Now, we are three episodes into my most-anticipated Star Wars show to date, and it feels like a good time to (briefly) assess where the show is at and how it fits in within the overall saga. As a word of caution, Part III spoilers are below.
Some have characterized this show as Star Wars: Episode 3.5, and it appears to fit that label perfectly. I love everything George Lucas did with Star Wars: Revenge of the Sith (2005), and my love for the character of Obi-Wan made me anticipate this show unlike any other the past 17 years.
Early in the first episode, Obi-Wan tells Bail Organa "I'm not the man I used to be" and we see those words supported by action throughout the first half of the season. From struggling to use the Force (Part II) to getting his rear end handed to him by Darth Vader (Part III), this is not the Obi-Wan we knew from the prequel era. And nor should it be. He is a shell of his former self because of guilt, the atrophy of living the quiet life on Tatooine and his choice to stay out of anyone's notice while watching over Luke Skywalker.
Ewan McGregor handles the role with everything I hoped for from this character in this time. His performance is subtle but powerful, and even though he inhabited the character for nine years, it's hard to find that character at present, due to McGregor's considerable skill in front of the camera.
Leia Organa, played by Vivien Lyra Blair, has been a delightful surprise in the show. She portrays a 10-year-old Leia with just the right mix of sass, smarts and wisdom beyond her years, everything Carrie Fisher poured into the character in 1977. Leia and Obi-Wan spend most of Parts II and III together, forming a dynamic bond that you know is going to last many years into the future for the two main characters. Part III ends with Leia in the most threatening danger yet, confronted alone in a tunnel by Reva, the Third Sister Inquisitor, brilliantly played by Moses Ingram.
We see a very quick shot of a bacta tank-ensconced Darth Vader at the end of Part II. In Part III, director Deborah Chow presents the most evil and terrifying version of Vader we've ever seen. He storms through the dark village on Mapuzo. He kills innocent bystanders for no reason, with barely a wave of his arm. His fighting style is not yet refined for the suit, but vicious, and he embeds Obi-Wan in a fire towards the end of Part III, wanting his old master to experience the exact same kind of pain he did back on Mustafar in Revenge of the Sith. James Earl Jones is indeed back providing the voice, while Hayden Christensen is donning the Vader suit once again in the series.
Two key questions linger as we move into the show's second half: How does Reva know Vader is Anakin Skywalker? And how does the Grand Inquisitor survive? The Grand Inquisitor is alive, because we see him in season one of Star Wars: Rebels (2014-18). A key line in his death scene in that show stands out to me: "There are things worse than death." Could we square that circle in one of these final three episodes?

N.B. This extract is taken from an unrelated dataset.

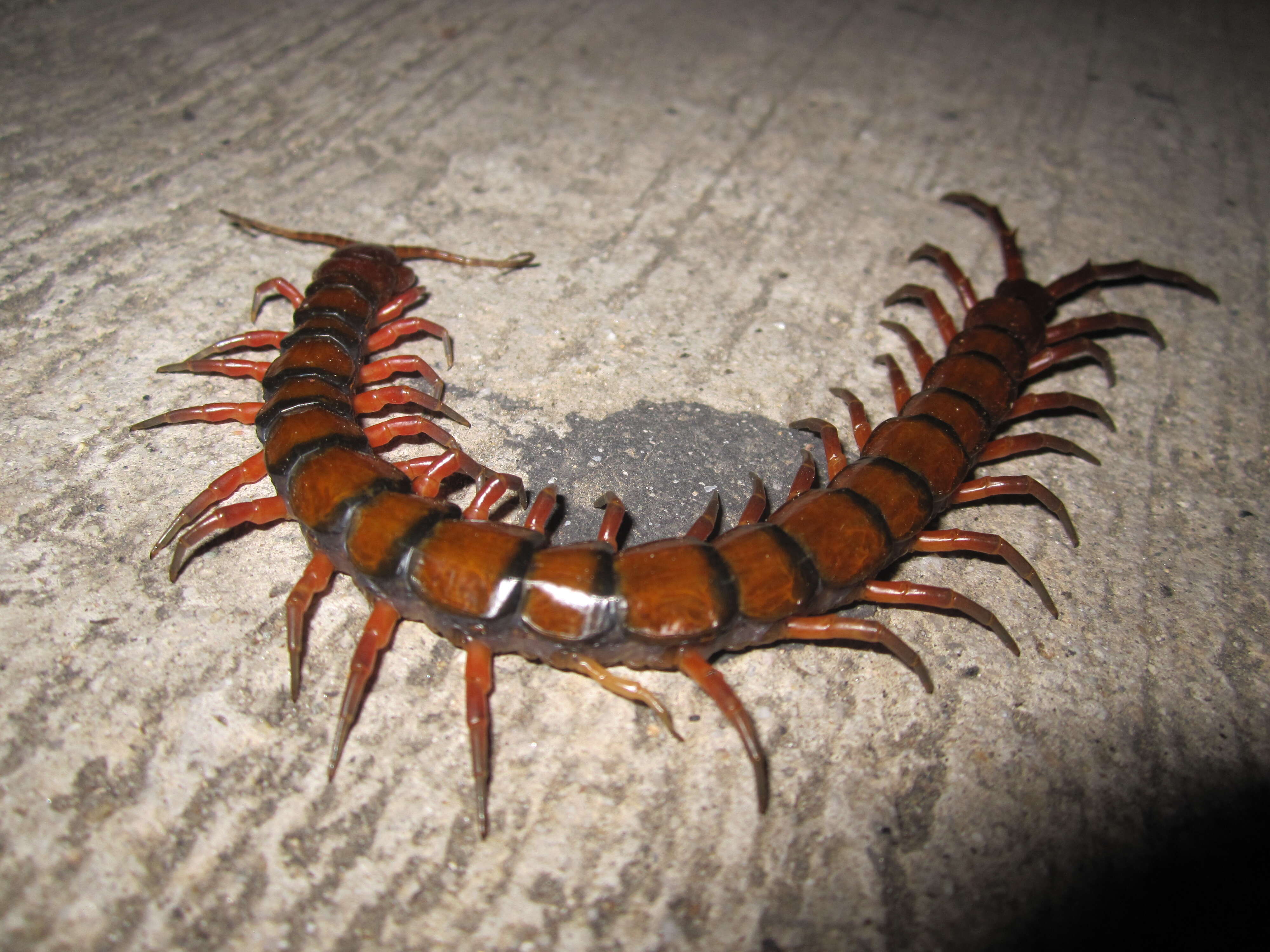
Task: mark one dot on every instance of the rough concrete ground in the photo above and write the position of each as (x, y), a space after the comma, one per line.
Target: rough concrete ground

A couple weeks ago I wrote about the risk of projecting my own expectations upon this series. My expectations were honestly sky-high for this series, and I have to say, three episodes in, those expectations have been exceeded to a great degree. Obi-Wan Kenobi, the perfect Jedi who fails with galactic consequences, is the saddest, yet most compelling character to study in one of these shows. Vader acts as the ideal foil, and while they did cross lightsabers in Part III, I don't believe it's the last time they will in this series. This is a Star Wars high point for me, and I feel grateful this story is finally out there for all of us to enjoy, in all its glorious pain.